Mais peut-on réellement modéliser un immeuble haussmannien, un bâtiment des années 1950 ou une copropriété dégradée avec la même efficacité qu’un programme neuf ?

Qu’est-ce que le BIM exactement ?
Le BIM (Building Information Modeling) est défini par le ministère de la Transition écologique comme une méthode de travail collaborative reposant sur une maquette numérique 3D enrichie de données techniques tout au long du cycle de vie du bâtiment.
Contrairement à un simple plan numérique, la maquette BIM intègre :
- les caractéristiques structurelles ;
- les matériaux ;
- les équipements techniques ;
- les performances énergétiques ;
- les données de maintenance.
Un outil déjà structurant dans la commande publique
Depuis 2019, l’État encourage son déploiement via le Plan BIM 2022, porté par le ministère de la Cohésion des territoires. L’objectif : généraliser son usage dans la construction publique et améliorer la qualité des projets.
Pourquoi le BIM séduit-il en rénovation ?
La rénovation énergétique représente un enjeu massif :
- 6,6 millions de logements sont classés F ou G au DPE au 1er janvier 2023 (résidences principales, résidences secondaires et logements vacants).
- Le secteur du bâtiment représente 43 % de la consommation énergétique finale en France.
Dans ce contexte, le BIM apparaît comme un levier stratégique.

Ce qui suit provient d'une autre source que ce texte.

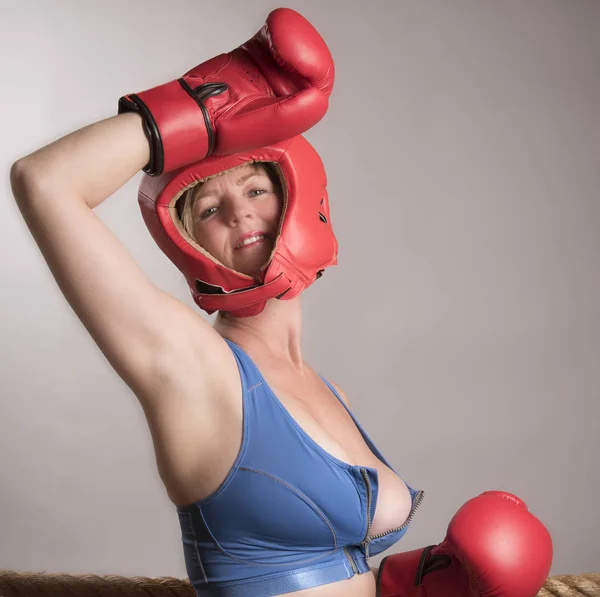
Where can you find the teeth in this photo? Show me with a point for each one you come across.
(251, 239)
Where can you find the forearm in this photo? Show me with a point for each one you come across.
(90, 163)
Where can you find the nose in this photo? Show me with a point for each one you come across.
(239, 209)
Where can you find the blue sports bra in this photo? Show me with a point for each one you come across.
(289, 515)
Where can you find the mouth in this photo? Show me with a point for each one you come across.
(251, 239)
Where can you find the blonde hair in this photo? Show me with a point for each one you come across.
(185, 203)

Optimisation des travaux énergétiques
Une maquette numérique permet de :
- simuler différents scénarios d’isolation ;
- anticiper les ponts thermiques ;
- estimer précisément les gains énergétiques ;
- coordonner les corps de métier.
Bon à savoir 💡
Le programme France Rénov’ indique qu’une rénovation globale performante peut permettre 30 à 60 % d’économies d’énergie, selon l’état initial du bâtiment.
Meilleure gestion en copropriété
En copropriété, la gestion documentaire est souvent fragmentée : plans papier incomplets, archives dispersées, modifications non tracées.
Le BIM peut centraliser :
- les plans actualisés ;
- les historiques de travaux ;
- les équipements techniques ;
- les échéances de maintenance.
Dans une copropriété moyenne de 15 à 30 lots, la coordination technique représente un enjeu financier important, notamment lors de travaux lourds (ravalement, ITE, remplacement de chaudière collective).

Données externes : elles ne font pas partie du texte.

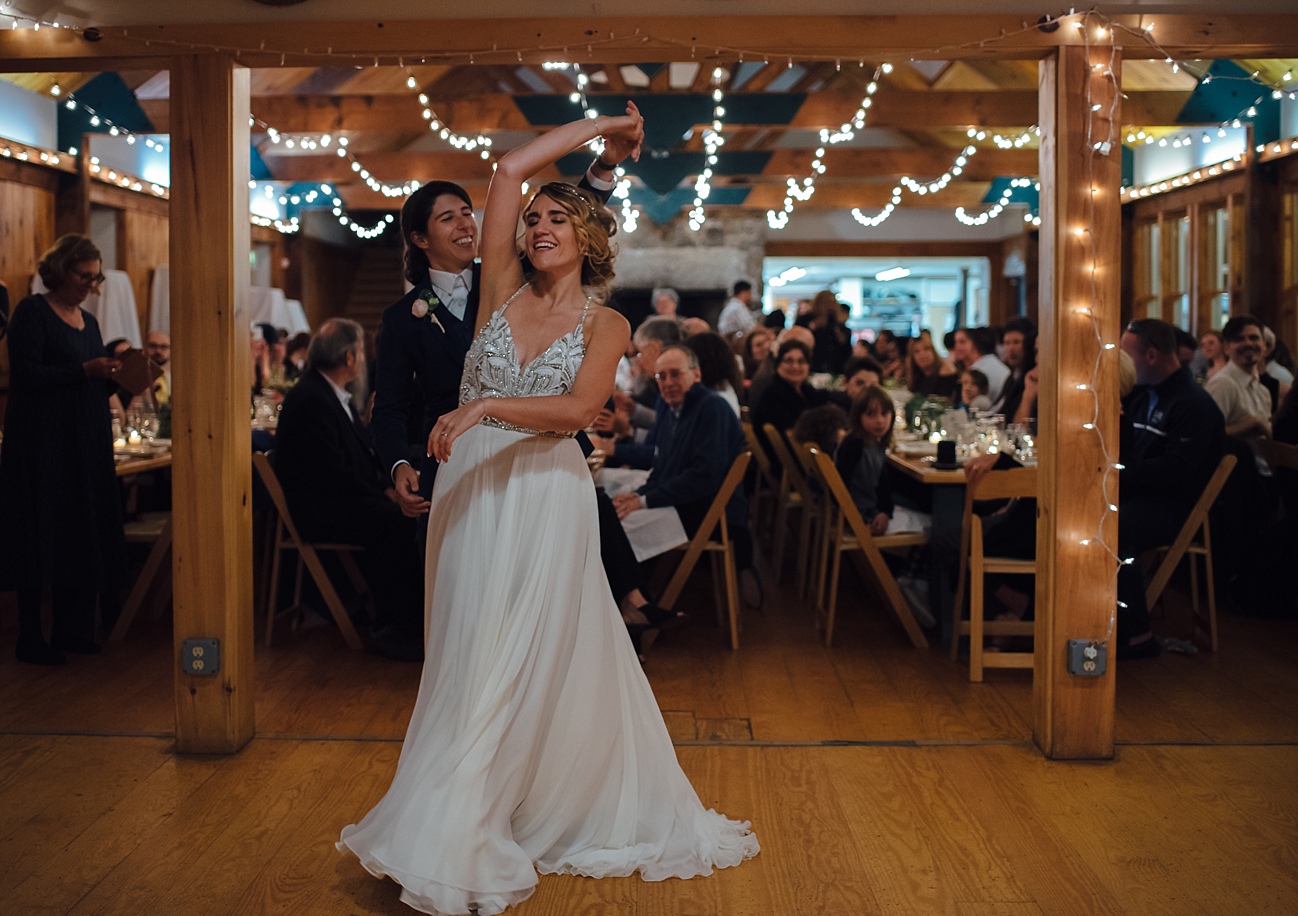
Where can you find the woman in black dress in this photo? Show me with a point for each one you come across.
(59, 496)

Les limites du BIM dans les immeubles anciens
Malgré ses atouts, appliquer le BIM à l’existant soulève plusieurs difficultés majeures.
Avant d’envisager son déploiement, plusieurs obstacles doivent être pris en compte.
Relevés complexes et coûteux
Contrairement au neuf, il n’existe pas toujours de plans fiables.
Il faut alors réaliser :
- des relevés laser 3D (scan) ;
- des diagnostics structurels ;
- des investigations complémentaires.
Le coût de numérisation d’un bâtiment existant peut représenter plusieurs milliers d’euros, selon la surface et la complexité architecturale.
Bon à savoir 💡
Les bâtiments construits avant 1975 représentent près de 55 % du parc de logements français (INSEE). Cela signifie que la majorité du parc n’a pas été conçue avec des outils numériques.
Incertitudes structurelles
Les immeubles anciens comportent souvent :
- des modifications non déclarées ;
- des réseaux non conformes aux plans d’origine ;
- des matériaux hétérogènes ;
- des pathologies invisibles (humidité, corrosion).
Ces incertitudes limitent la fiabilité initiale de la maquette.
Frein financier en copropriété
Le financement constitue un obstacle majeur.
Dans les copropriétés fragiles, où les impayés peuvent dépasser 8 % du budget annuel (ANAH), l’investissement dans une maquette numérique complète peut apparaître secondaire face aux urgences structurelles.